À en croire liberation.fr citée par Voice of Congo, Soixante-cinq ans après l’assassinat de Patrice Emery Lumumba, une page longtemps restée sombre de l’histoire coloniale belge pourrait enfin s’ouvrir devant la justice. La consoeur indique que ces révélations sont rapportées notamment par la chambre du conseil de Bruxelles réunit ce mardi 20 janvier sur un dossier hautement symbolique, celui du possible renvoi devant un tribunal correctionnel de l’ancien diplomate belge Étienne Davignon, aujourd’hui âgé de 93 ans.
Les avocats de la famille Lumumba et ceux d’Étienne Davignon ont comparu au palais de justice de Bruxelles dans le cadre de cette affaire emblématique, née d’une plainte déposée en 2011. En jeu : la responsabilité présumée de l’État belge et de certains de ses représentants dans l’arrestation, le transfert et la mort du premier Premier ministre du Congo indépendant, Patrice Emery Lumumba.
Selon le parquet fédéral belge, Étienne Davignon aurait été « aux premières loges » à un moment clé, lorsque fut évoqué le projet d’arrestation de Patrice Lumumba. Après de longues années d’enquête, le ministère public a requis l’ouverture d’un procès pour des faits qualifiés de graves : détention ou transfert illicite d’un prisonnier de guerre, privation du droit à un procès équitable, ainsi que traitements inhumains et dégradants.
Patrice Lumumba, figure majeure de la lutte anticoloniale africaine et premier chef de gouvernement du Congo indépendant en 1960, est rapidement renversé dans un contexte explosif mêlant guerre froide, sécessions régionales et fortes ingérences étrangères. Pourchassé, arrêté puis transféré au Katanga, il est exécuté le 17 janvier 1961 aux côtés de Maurice M’Polo et de Joseph Okito. Sa mort a profondément marqué l’histoire de la République démocratique du Congo et continue de résonner bien au-delà de ses frontières.
Étienne Davignon est aujourd’hui le dernier Belge encore en vie parmi les dix personnalités initialement visées par la plainte de la famille Lumumba, laquelle dénonce des crimes de guerre, des actes de torture et des traitements inhumains.
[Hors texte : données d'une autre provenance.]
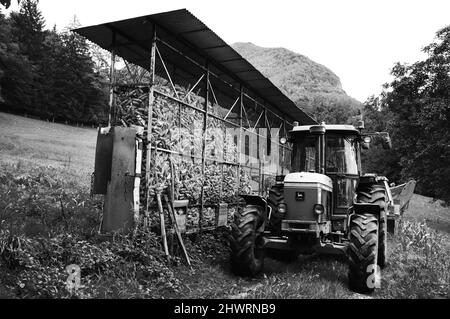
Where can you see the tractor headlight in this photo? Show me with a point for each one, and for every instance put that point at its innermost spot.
(282, 208)
(319, 209)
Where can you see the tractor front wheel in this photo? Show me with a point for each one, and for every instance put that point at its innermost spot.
(363, 273)
(246, 242)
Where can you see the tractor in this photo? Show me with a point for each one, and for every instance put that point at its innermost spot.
(325, 205)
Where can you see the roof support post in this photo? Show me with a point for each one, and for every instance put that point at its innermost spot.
(241, 107)
(112, 83)
(205, 125)
(151, 100)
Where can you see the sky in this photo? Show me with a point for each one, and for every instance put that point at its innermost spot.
(359, 40)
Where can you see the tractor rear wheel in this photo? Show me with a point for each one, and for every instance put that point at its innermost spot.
(363, 253)
(247, 254)
(376, 194)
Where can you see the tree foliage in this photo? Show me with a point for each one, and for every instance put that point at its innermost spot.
(415, 108)
(47, 73)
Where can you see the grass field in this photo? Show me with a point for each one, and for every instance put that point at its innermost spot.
(419, 265)
(57, 146)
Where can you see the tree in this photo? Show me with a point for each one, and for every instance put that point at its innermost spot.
(29, 27)
(16, 71)
(418, 106)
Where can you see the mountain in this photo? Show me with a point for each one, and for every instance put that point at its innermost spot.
(312, 86)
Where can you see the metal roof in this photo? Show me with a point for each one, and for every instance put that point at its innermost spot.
(184, 32)
(328, 127)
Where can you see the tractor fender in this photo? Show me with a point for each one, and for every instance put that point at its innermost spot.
(259, 201)
(254, 200)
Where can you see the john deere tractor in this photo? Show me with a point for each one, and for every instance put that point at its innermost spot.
(326, 205)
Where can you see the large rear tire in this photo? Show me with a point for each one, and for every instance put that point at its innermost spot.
(246, 242)
(363, 253)
(376, 194)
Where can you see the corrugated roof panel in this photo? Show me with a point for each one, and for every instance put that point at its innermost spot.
(183, 31)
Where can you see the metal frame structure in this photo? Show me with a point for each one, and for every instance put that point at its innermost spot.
(243, 100)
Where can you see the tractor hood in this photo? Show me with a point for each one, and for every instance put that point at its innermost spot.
(309, 178)
(302, 192)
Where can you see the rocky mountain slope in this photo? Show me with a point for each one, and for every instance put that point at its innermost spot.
(312, 86)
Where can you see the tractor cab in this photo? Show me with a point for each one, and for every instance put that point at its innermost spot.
(331, 150)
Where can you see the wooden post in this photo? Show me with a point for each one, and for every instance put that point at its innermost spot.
(112, 82)
(163, 224)
(241, 98)
(205, 119)
(151, 98)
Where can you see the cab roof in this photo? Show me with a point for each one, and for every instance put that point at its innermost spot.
(342, 128)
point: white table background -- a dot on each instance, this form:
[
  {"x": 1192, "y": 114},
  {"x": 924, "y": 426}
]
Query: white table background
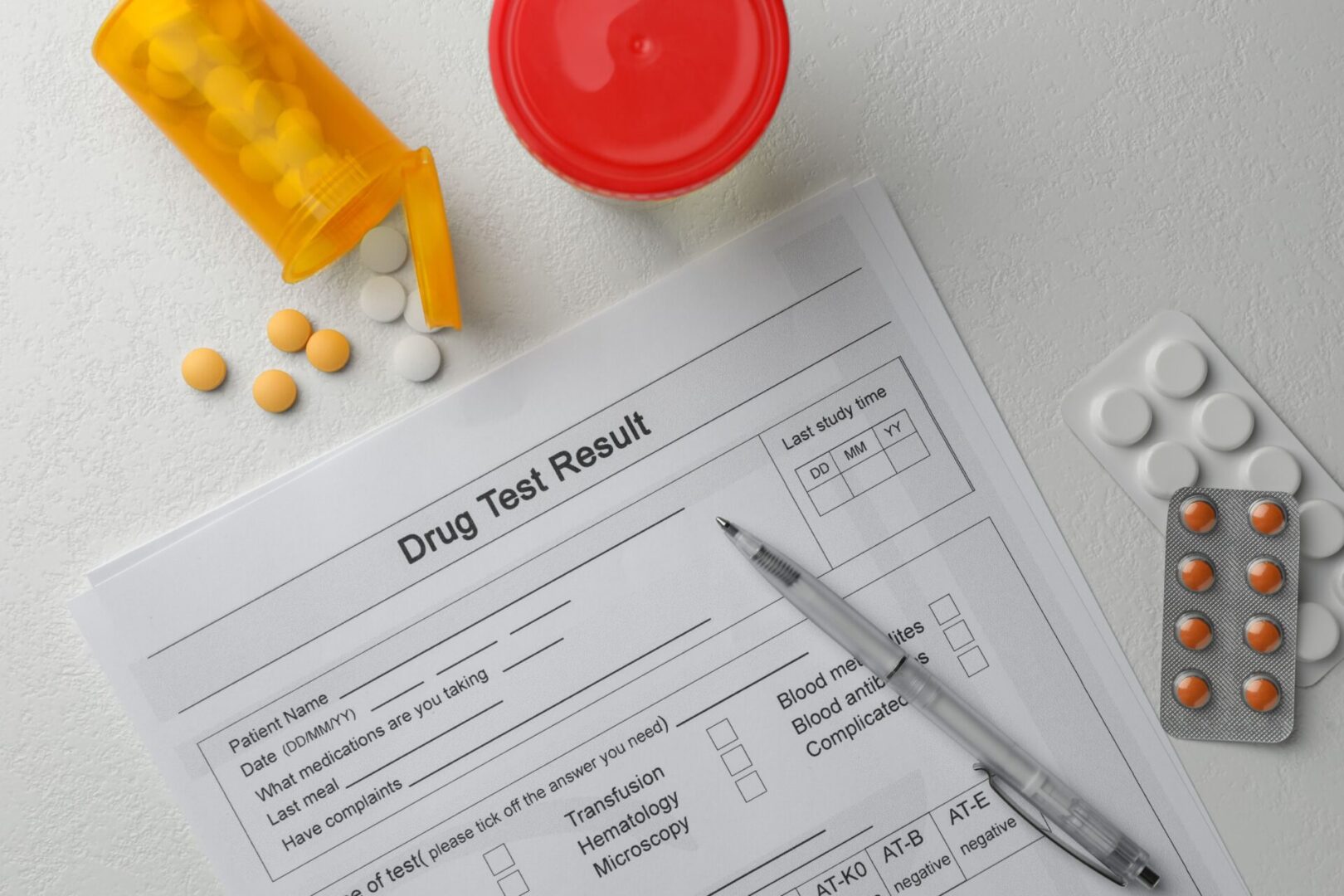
[{"x": 1064, "y": 168}]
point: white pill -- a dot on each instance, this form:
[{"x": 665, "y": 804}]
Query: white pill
[
  {"x": 1176, "y": 368},
  {"x": 1273, "y": 469},
  {"x": 417, "y": 358},
  {"x": 416, "y": 314},
  {"x": 1224, "y": 422},
  {"x": 1121, "y": 416},
  {"x": 383, "y": 299},
  {"x": 1322, "y": 529},
  {"x": 1166, "y": 468},
  {"x": 382, "y": 250},
  {"x": 1317, "y": 631}
]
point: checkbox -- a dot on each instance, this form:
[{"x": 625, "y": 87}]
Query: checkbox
[
  {"x": 958, "y": 635},
  {"x": 514, "y": 884},
  {"x": 737, "y": 759},
  {"x": 722, "y": 733},
  {"x": 973, "y": 661},
  {"x": 499, "y": 860},
  {"x": 945, "y": 609},
  {"x": 750, "y": 786}
]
Pour les proches de l’ancien Premier ministre congolais, cette procédure judiciaire représente bien plus qu’un dossier pénal : elle incarne une quête de vérité, de justice et de reconnaissance.
La décision de la chambre du conseil, attendue dans les prochains jours, pourrait marquer un tournant historique. Pour la première fois, un haut responsable belge pourrait être appelé à répondre pénalement de son rôle présumé dans l’un des assassinats politiques les plus emblématiques du XXᵉ siècle africain.